Simply 7 Snacks recently purchased a vertical collator that increases the efficiency of packing bags in boxes, as well as automated pallet sealing machines and case-labeling machines. According to Oberoi, the company is always looking at new ways to its automate lines and is trying infrared technology for accessing quality-control measures at the point of production versus taking it to labs. “We are copacking more natural and healthy products compared to two to three years ago,” he says.

The next trends

Will more companies outsource their packaging needs in the near future?
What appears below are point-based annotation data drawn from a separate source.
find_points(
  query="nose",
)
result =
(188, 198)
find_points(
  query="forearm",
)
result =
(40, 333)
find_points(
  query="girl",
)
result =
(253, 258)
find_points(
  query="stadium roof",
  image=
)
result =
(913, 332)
McNamara says the latest research shows that outsourced manufacturing, which includes copacking, is growing at a rate significantly faster than the overall food industry. “New companies approach us every year, many of whom haven’t used our manufacturing services in the past,” he explains. “This would suggest that both overall segment growth and the number of companies seeking outsourced manufacturing continue to grow.

“As cross-silo functionality and fully integrated supply chains transform the food industry, the comanufacturing and copacking sectors are under constant pressure to generate perfect quality and low cost. While this has always been a goal of customers, the expectation is now a requirement to compete. The cost and complexity of delivering this value will continue to transform contract manufacturing and copacking sectors.” SF&WB

 


 

Sanitation is crucial to copacking Copacking comes together

 

No food processor would knowingly permit pathogens or other contaminants to enter its plant. Yet, when food processors allow packages containing outsourced food ingredients to enter their plants without being sanitized, they take a risk that amounts to the same thing. The end result could be finished food products that are exposed to pathogens or other contaminants, potentially resulting in consumer illness, product recalls, tainted brand names, costly litigation and other consequences.
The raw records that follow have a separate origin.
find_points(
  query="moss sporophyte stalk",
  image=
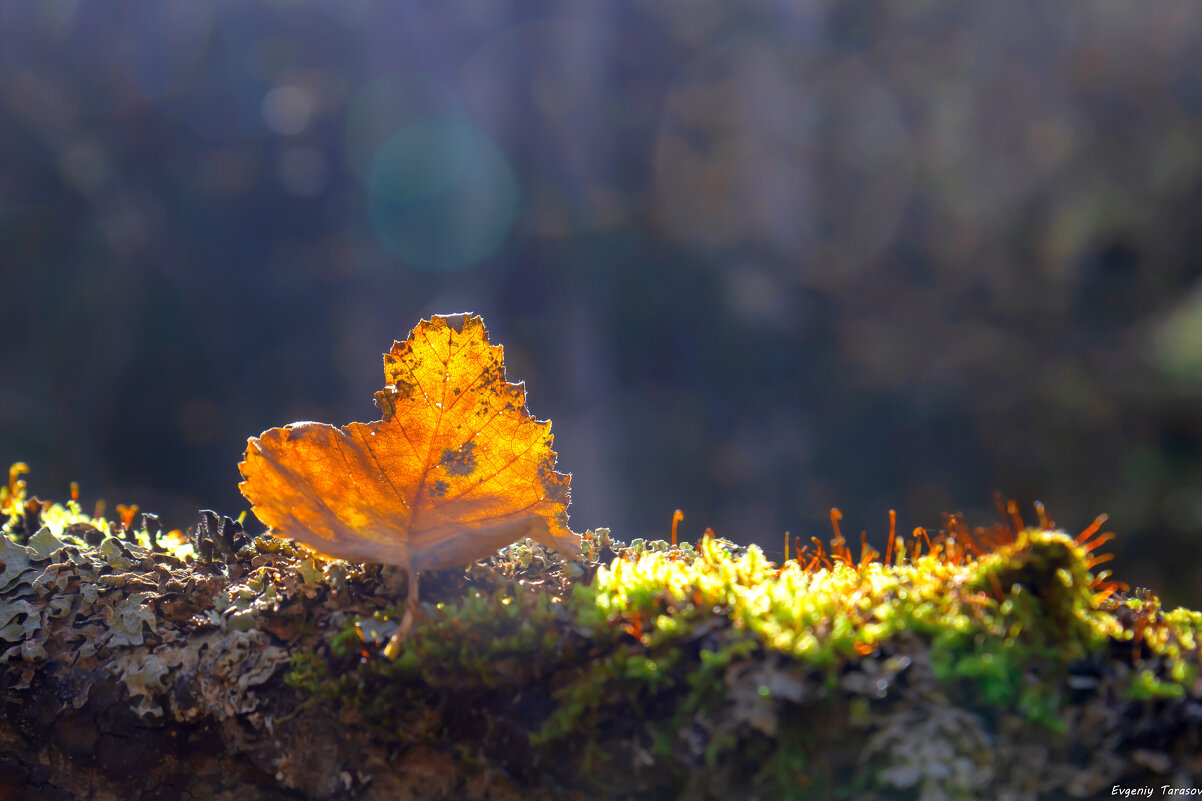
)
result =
(959, 664)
“The packaging that contains ingredients for foods, such as ready meals, might have been exposed to any number of unwanted substances,” says Mark Corser, CEO of CM Process Solutions, Corona, Calif., an international supplier of hygiene equipment for the food-processing industry. “This is particularly the case among U.S. manufacturers of ready meals and fresh foods, such as sandwiches, or heat-and-eat items, such as fresh (unfrozen) pizza.”
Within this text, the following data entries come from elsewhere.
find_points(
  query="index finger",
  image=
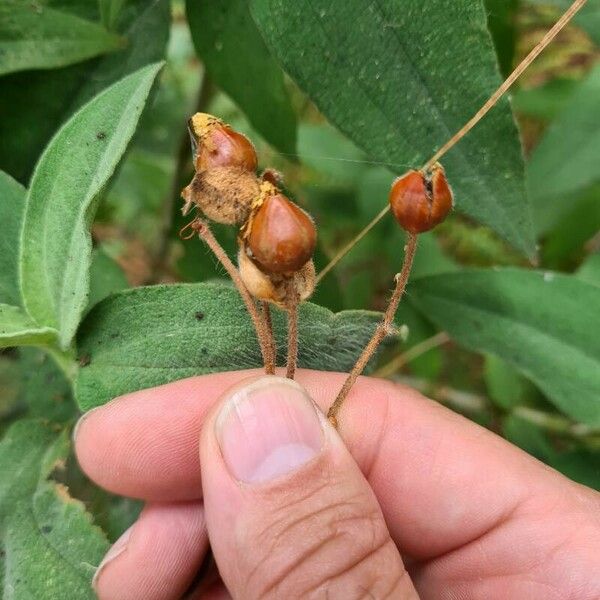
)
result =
(429, 467)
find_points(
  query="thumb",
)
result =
(288, 511)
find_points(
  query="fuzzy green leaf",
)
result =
(148, 336)
(235, 55)
(18, 329)
(66, 186)
(566, 160)
(50, 546)
(541, 323)
(12, 204)
(590, 270)
(33, 36)
(426, 68)
(35, 104)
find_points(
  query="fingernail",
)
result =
(80, 421)
(268, 429)
(115, 550)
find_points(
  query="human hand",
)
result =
(291, 511)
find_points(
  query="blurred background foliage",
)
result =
(136, 229)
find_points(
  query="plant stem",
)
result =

Corser adds that this potential problem exists throughout the U.S., where sanitizing containers coming into a food-processing plant isn’t always common practice. “This is strangely an American problem,” he observes. “In this nation, many food processors use advanced technologies throughout their plants, but when it comes to sanitizing containers as they come to the plant, that is often overlooked.”

A variety of sanitizing tunnel sizes and configurations is available to remedy this potential problem, including design-built, customized models. “Although this kind of equipment doesn’t contribute directly to profits, it certainly qualifies as a good insurance policy against potential recalls for any container-borne pathogens or other contaminants from getting into finished food products,” Corser says. CM Process Solutions offers such equipment, including the heavy-duty, entry-level Ecoscan system.

Farzad Shahsavarani, vice president of operations, fresh food solutions, at Chicago-based Flying Food Group (FFG), which produces food for airline catering, grocery, foodservice and specialty markets, agrees. “There isn’t always a clear understanding when we’re talking about the areas of low risk and high risk or high-care areas in the food processing plant,” he says. “Keeping foods free of contaminants requires a lot more than just walls, doors and traffic flow. Some processors don’t realize that contaminated containers entering the plant can expose their products to environmental impurities and possible pathogens.”

The type of sanitizing equipment to which Shahsavarani refers is often known as a “barrier tunnel” or “sanitizing tunnel” in Europe. The conveyor-belt-driven tunnel sprays a mixture of water and sanitizing agent to disinfect the containers before they are sent into the food-processing plant and opened. Although most detergents kill bacteria and other biologicals on contact, formulas are available to protect containers that are likely to be stored for hours or days.